There’s a reason Arne Slot looks a bit more cautious than some of us expected. For a spell we were getting ripped straight through the middle, and you don’t fix that with vibes and a faster front three. You fix it by putting bodies in midfield and building a shape that doesn’t collapse the moment the first press gets beaten.
That’s why the switch towards three midfielders, with Wirtz involved, has made us feel more solid. Not perfect, but sturdier. The spaces are smaller, the gaps between the lines are tighter, and we’re not constantly asking centre-backs to defend transitions like they’re on an island.
Why the extra midfielder matters
The key point is balance. If you try to squeeze Wirtz into the middle and also add a natural left winger, you’re taking something away somewhere else. In theory you get more width and more one-v-one threat on that side. In practice you risk opening the centre up again, especially if the wide players don’t tuck in or if the press isn’t absolutely on it.
And that’s the big reality check: that old, quick-moving, direct 4-3-3 everyone associates with peak Liverpool isn’t just a switch you flick. It’s a system built around very specific profiles and physicality. If the group you’ve got now doesn’t suit it, forcing it can make you look worse, not braver.
Wirtz on the left: spark to ghost
I’m with the view that Wirtz isn’t effective on the left. Not because he’s a bad player there, but because it blunts what makes him valuable. When he’s central and involved, he’s the one connecting things, finding little pockets, keeping the tempo alive. Move him out to the touchline and you can almost see the game pass him by.
You could see that shift when Salah came on and Wirtz was pushed left.
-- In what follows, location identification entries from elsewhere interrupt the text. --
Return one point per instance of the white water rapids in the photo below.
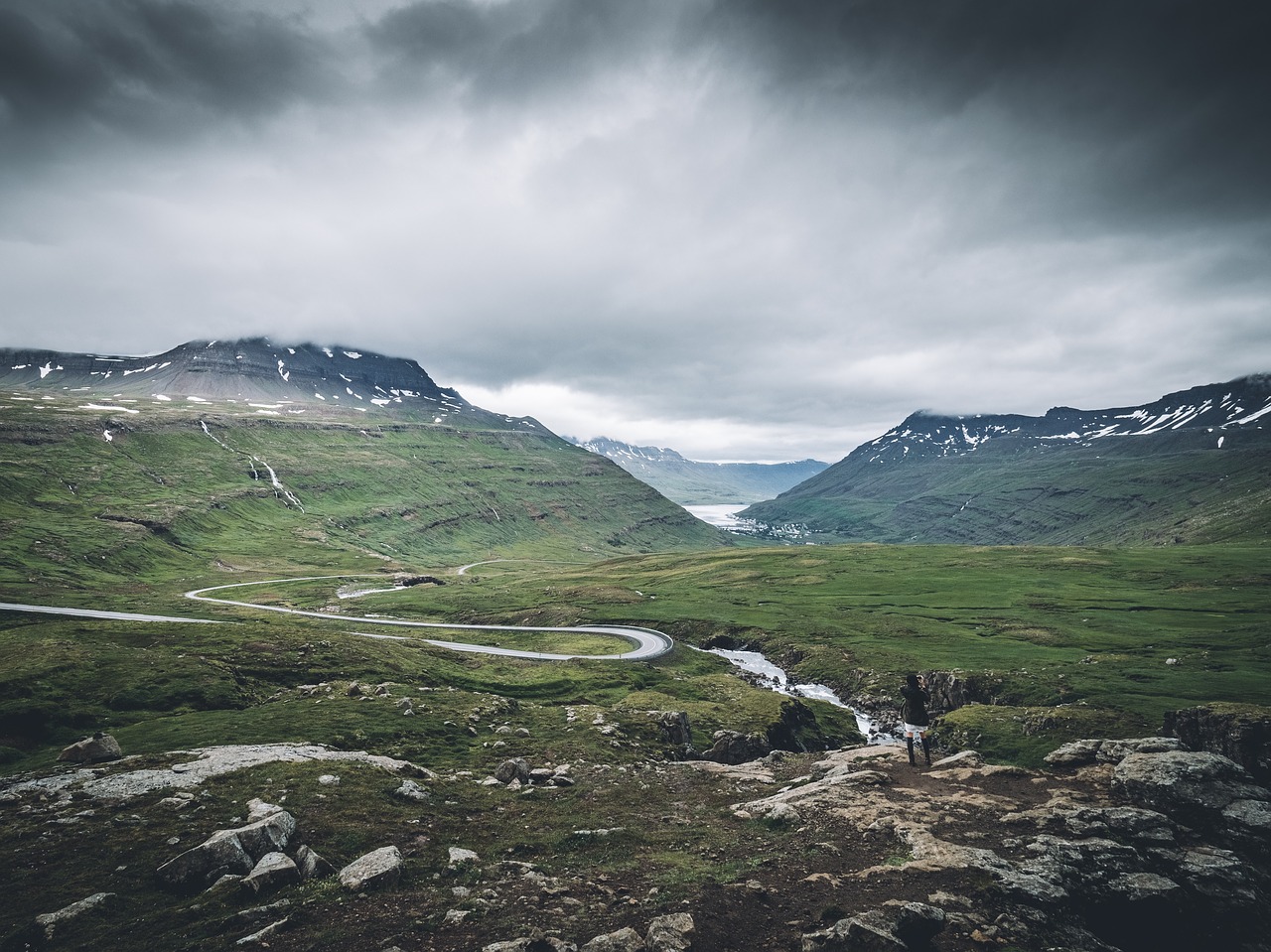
(776, 679)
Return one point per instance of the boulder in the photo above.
(93, 750)
(1244, 736)
(622, 941)
(270, 834)
(918, 923)
(49, 921)
(1108, 751)
(868, 932)
(965, 757)
(312, 866)
(272, 872)
(513, 769)
(1190, 785)
(376, 870)
(201, 866)
(670, 933)
(676, 729)
(411, 791)
(534, 942)
(736, 748)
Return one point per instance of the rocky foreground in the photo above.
(1120, 844)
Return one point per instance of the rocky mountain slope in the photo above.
(254, 374)
(1185, 468)
(1129, 846)
(245, 457)
(693, 483)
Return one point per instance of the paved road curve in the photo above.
(648, 643)
(95, 612)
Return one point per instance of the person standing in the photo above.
(913, 712)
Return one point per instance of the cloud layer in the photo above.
(747, 230)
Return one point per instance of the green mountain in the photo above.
(241, 456)
(694, 483)
(1188, 468)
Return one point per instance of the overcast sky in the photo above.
(744, 230)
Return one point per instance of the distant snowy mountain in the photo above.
(253, 375)
(1189, 467)
(693, 483)
(1212, 407)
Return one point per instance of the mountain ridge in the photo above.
(266, 376)
(697, 483)
(1188, 467)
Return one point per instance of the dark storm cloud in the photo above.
(148, 68)
(778, 220)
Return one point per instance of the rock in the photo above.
(93, 750)
(670, 933)
(966, 757)
(870, 932)
(513, 769)
(918, 923)
(258, 808)
(1074, 753)
(377, 869)
(676, 729)
(535, 942)
(1244, 736)
(272, 872)
(261, 914)
(622, 941)
(783, 814)
(222, 853)
(1190, 785)
(259, 937)
(1136, 888)
(1108, 751)
(312, 866)
(735, 748)
(411, 791)
(271, 833)
(49, 921)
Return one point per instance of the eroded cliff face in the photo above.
(1239, 734)
(1120, 844)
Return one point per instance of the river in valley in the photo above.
(776, 679)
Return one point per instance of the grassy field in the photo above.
(1056, 643)
(167, 502)
(1062, 640)
(1175, 487)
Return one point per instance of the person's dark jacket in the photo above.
(914, 710)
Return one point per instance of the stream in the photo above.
(775, 679)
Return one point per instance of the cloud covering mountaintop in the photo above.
(748, 230)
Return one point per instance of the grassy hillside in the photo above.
(693, 483)
(172, 497)
(1064, 640)
(1129, 490)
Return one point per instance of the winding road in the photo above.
(649, 643)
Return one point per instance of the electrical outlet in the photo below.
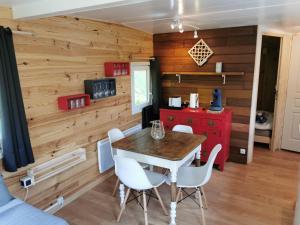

He went from being the main spark to being anonymous. At that point, if the plan is to have a proper winger holding the width anyway, you’re thinking: why not just get Gakpo on straight away and keep the structure honest?
The bigger problem: the empty left channel
There’s another knock-on effect when Wirtz drifts: the left side can end up vacant. If your left-sided midfielder has stepped away, and your forward has wandered inside, suddenly there’s no simple out-ball and no natural angle for a pass. Those moments look small, but they add up, and you end up with that weird feeling that we need 12 players on the pitch to look balanced.
Truth is Slot is still working out the right blend for the players he’s got. The solidity is a good step. Now it’s about finding a way to keep that security without losing the best version of Wirtz in the process.